In the method astype we mention the type to which data should be converted.
Use of data type conversion.
Once we converted the column type from object to datetime64. We can use the methods present in the datetime64 object.
Few examples are shown below.
To take only years from the data, we use the method dt.year.head().
#use of convertion
print(df['m'].dt.year.head())
Output:
0 2012
1 2013
2 2014
3 2018
4 2019
Name: m, dtype: int64
To take only months from the data, we use the method dt.month.head().
print(df['m'].dt.month.head())
Output:
0 5
1 5
2 6
3 7
4 9
Name: m, dtype: int64
Similarly, we can select days and weekdays.
print(df['m'].dt.day.head())
Output:
0 12
1 12
2 18
3 19
4 15
Name: m, dtype: int64
print(df['m'].dt.hour.head())
0 0
1 0
2 0
3 0
4 0
Name: m, dtype: int64
print(df['m'].dt.weekday_name.head())
Output:
0 Saturday
1 Sunday
2 Wednesday
3 Thursday
4 Sunday
Name: m, dtype: object
Suppose if we are working on sales data. We can arrange sales according to weekdays, weekends, year, month, etc.
In the above example hours are not mentioned in our data. so we got the output 0.
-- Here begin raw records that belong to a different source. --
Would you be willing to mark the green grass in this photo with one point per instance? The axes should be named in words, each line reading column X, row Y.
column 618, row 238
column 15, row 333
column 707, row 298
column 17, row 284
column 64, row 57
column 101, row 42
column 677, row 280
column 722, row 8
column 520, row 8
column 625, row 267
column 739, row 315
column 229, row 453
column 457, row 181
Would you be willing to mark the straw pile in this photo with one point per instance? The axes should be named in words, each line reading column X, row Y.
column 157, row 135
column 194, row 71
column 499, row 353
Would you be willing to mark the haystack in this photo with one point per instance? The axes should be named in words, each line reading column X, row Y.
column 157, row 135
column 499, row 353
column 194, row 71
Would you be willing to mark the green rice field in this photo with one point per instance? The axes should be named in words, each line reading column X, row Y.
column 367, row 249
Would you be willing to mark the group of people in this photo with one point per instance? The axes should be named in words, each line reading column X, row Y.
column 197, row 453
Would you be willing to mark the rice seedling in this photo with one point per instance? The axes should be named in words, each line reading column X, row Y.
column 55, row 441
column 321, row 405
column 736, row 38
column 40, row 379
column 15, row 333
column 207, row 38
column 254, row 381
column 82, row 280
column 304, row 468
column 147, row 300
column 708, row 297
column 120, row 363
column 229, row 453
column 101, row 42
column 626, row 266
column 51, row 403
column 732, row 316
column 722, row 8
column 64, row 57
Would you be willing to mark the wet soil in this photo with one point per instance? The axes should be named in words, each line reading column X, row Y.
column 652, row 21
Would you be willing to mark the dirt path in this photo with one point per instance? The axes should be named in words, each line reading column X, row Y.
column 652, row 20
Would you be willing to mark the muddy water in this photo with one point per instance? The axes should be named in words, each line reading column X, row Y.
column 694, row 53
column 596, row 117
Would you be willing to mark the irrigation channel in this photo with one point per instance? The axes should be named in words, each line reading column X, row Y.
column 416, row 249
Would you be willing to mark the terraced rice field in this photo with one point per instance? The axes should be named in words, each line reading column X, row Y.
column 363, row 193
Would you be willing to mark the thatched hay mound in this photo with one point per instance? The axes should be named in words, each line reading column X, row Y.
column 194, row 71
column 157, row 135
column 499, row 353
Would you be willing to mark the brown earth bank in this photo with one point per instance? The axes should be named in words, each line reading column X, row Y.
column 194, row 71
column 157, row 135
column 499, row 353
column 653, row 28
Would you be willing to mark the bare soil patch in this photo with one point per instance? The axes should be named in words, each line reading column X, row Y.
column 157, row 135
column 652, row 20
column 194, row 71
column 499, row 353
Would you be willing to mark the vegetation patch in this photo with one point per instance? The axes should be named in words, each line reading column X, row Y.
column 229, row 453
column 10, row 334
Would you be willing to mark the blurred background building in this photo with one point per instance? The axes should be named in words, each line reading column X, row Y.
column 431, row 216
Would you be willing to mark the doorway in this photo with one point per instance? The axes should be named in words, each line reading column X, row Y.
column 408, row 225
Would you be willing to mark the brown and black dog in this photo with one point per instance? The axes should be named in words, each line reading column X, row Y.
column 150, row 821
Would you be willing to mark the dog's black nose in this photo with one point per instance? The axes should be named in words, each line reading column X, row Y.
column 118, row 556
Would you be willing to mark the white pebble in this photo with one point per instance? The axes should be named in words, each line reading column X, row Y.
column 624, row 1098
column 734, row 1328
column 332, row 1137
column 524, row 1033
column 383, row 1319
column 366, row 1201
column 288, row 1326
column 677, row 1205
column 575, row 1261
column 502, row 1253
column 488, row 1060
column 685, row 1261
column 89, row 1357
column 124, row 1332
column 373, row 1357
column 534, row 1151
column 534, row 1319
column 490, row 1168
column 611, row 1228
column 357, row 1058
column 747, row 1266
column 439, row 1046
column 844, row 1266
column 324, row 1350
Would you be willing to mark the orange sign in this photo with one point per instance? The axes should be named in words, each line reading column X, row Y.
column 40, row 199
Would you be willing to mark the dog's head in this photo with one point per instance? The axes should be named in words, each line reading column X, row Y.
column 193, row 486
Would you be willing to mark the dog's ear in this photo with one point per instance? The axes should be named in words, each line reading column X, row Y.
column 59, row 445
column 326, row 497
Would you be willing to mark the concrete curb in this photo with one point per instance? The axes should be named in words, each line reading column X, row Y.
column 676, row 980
We can mention the time after the date in our data. Example 2012-05-12 hh:mm:ss.
The same way column l is converted from type object to float by removing Rs from the data.
The code is given below.
def func(val):
newdata=val.replace('Rs','')
return float(newdata)
df['l']=df['l'].apply(func)
print(df)
print(df.dtypes)
Output:
x y z l m
0 1 rajesh m 2000.00 2012-05-12
1 2 suresh m 3000.00 2013-05-12
2 3 mahesh m 4000.78 2014-06-18
3 5 mahitha f 8000.00 2018-07-19
4 6 mohith m 6000.66 2019-09-15
5 7 mallesh m 28.98 2020-04-04
6 8 moulesh m 1.22 2011-06-19
7 9 murali m 2.89 2016-05-05
x int64
y object
z object
l float64
m datetime64[ns]
dtype: object
To convert the data from the object to float. We used a method apply.
The apply method will take a function name as input.
The apply method will take the data and send it to the method given in its parameter, and the returned value is considered.
In our example, we have written a function func. The func will replace Rs to empty string.
After eliminating Rs from the data, then data frame considered as float data type.